Eleven salmonella cases in Nevada have been linked to the outbreak through genetic testing, said Dr. Ihsan Azzam, the state’s epidemiologist. Two of the individuals are from rural Nevada — Lyon and Douglas counties — and eight are from Washoe County, he said, in addition to the Clark County case.
One person has been hospitalized and is doing well, he said.
Azzam said most of the 10 infected people outside Clark County had not traveled outside Nevada, meaning they contracted the disease in the state. However, he said, “they may have eaten something that was imported into Nevada. That’s the difficulty in determining a source.”
Salmonella is bacteria found in the intestinal tracts of humans and animals. It is typically transmitted when people eat foods such as fruits, uncooked vegetables, chicken, eggs, raw milk and beef that have been contaminated.
Those infected can develop symptoms such as diarrhea, fever and abdominal cramps 12 to 72 hours after exposure. The illness typically lasts four to seven days, and most people recover without treatment.
Not everyone who contracts the disease gets sick, but they can become a source of infection, health officials said.
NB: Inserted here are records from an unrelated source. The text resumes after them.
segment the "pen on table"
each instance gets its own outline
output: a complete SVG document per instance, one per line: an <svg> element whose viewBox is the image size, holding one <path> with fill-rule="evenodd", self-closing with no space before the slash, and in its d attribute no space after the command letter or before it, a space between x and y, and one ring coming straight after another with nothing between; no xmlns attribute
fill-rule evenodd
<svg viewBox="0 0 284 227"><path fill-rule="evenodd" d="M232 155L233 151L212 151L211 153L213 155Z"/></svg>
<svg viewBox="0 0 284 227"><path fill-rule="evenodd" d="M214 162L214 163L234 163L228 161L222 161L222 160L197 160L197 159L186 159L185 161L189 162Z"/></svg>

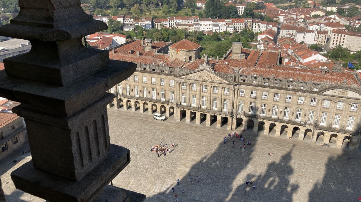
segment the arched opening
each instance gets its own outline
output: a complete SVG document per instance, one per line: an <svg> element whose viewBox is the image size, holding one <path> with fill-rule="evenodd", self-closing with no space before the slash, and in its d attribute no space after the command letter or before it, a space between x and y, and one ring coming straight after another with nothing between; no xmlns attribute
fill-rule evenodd
<svg viewBox="0 0 361 202"><path fill-rule="evenodd" d="M242 126L243 119L240 117L236 119L236 129Z"/></svg>
<svg viewBox="0 0 361 202"><path fill-rule="evenodd" d="M135 107L135 111L140 109L140 104L139 104L139 102L138 101L134 102L134 107Z"/></svg>
<svg viewBox="0 0 361 202"><path fill-rule="evenodd" d="M174 115L174 107L169 107L169 117Z"/></svg>
<svg viewBox="0 0 361 202"><path fill-rule="evenodd" d="M344 137L343 140L342 141L342 145L341 145L341 148L342 149L349 148L350 143L351 142L351 138L349 136L345 136Z"/></svg>
<svg viewBox="0 0 361 202"><path fill-rule="evenodd" d="M157 105L155 104L153 104L152 105L152 113L155 113L157 112Z"/></svg>
<svg viewBox="0 0 361 202"><path fill-rule="evenodd" d="M165 113L165 106L161 105L160 106L160 114L163 114Z"/></svg>
<svg viewBox="0 0 361 202"><path fill-rule="evenodd" d="M279 136L288 138L287 133L288 132L288 127L287 125L282 125L281 126L281 131Z"/></svg>
<svg viewBox="0 0 361 202"><path fill-rule="evenodd" d="M322 141L322 138L320 138L320 137L322 136L324 136L325 135L325 133L323 132L319 132L317 133L317 136L316 136L316 142L321 142Z"/></svg>
<svg viewBox="0 0 361 202"><path fill-rule="evenodd" d="M132 102L130 100L127 100L125 101L125 105L127 106L127 109L132 108Z"/></svg>
<svg viewBox="0 0 361 202"><path fill-rule="evenodd" d="M291 137L293 137L295 135L296 135L295 137L298 137L300 135L300 128L297 126L293 127L293 128L292 129L292 134L291 135Z"/></svg>
<svg viewBox="0 0 361 202"><path fill-rule="evenodd" d="M146 111L149 110L149 108L148 107L148 104L147 102L144 102L143 103L143 109L144 110L144 111Z"/></svg>
<svg viewBox="0 0 361 202"><path fill-rule="evenodd" d="M247 121L247 130L253 130L253 127L255 125L255 122L252 119L248 119Z"/></svg>
<svg viewBox="0 0 361 202"><path fill-rule="evenodd" d="M275 135L276 134L276 126L277 125L274 123L271 123L270 124L269 128L268 129L268 135L271 134Z"/></svg>
<svg viewBox="0 0 361 202"><path fill-rule="evenodd" d="M265 122L261 121L258 122L258 128L257 128L257 132L261 132L261 134L262 134L264 131L265 131Z"/></svg>

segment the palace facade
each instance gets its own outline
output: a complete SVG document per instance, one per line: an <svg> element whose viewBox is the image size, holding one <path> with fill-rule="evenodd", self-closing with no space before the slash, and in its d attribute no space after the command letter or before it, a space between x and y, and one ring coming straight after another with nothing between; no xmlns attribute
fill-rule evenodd
<svg viewBox="0 0 361 202"><path fill-rule="evenodd" d="M193 60L199 55L199 46L180 41L171 47L184 49L178 48L185 54L182 61L158 53L158 49L145 51L141 41L110 51L110 59L138 66L132 75L109 90L116 95L109 107L157 112L230 130L358 148L361 80L356 73L280 65L279 52L242 48L237 42L222 58ZM150 43L156 47L160 42Z"/></svg>

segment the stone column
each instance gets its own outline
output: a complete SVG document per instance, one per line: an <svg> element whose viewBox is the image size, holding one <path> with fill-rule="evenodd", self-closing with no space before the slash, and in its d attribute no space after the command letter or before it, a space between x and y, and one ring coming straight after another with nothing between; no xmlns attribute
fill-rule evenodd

Salmonella illnesses are frequent in Nevada, health officials said. The Southern Nevada Health District alone receives reports of more than 100 cases a year, Labus said.
“For each salmonella case we learn of, there are tens of cases which we don’t know about,” Azzam said. “But not all people who get sick make it to a doctor and get tested. And not all of the people who go to the doctor and get tested get reported to the state.”
Doctors are required under Nevada law to report salmonella cases to health officials.
Frequent hand washing can prevent the spread of salmonella. “That is really the issue, the essentials of personal hygiene,” Azzam said.
And the government is advising to continue avoiding certain raw tomatoes — red round, plum and Roma — unless they were grown in areas cleared of suspicion by the FDA.
In addition, people at highest risk of severe illness from salmonella should not eat raw jalapeño and serrano peppers, the CDC said. The most vulnerable are the elderly, people with weak immune systems and infants. Serranos are on the list because they’re hard to distinguish from jalapeños.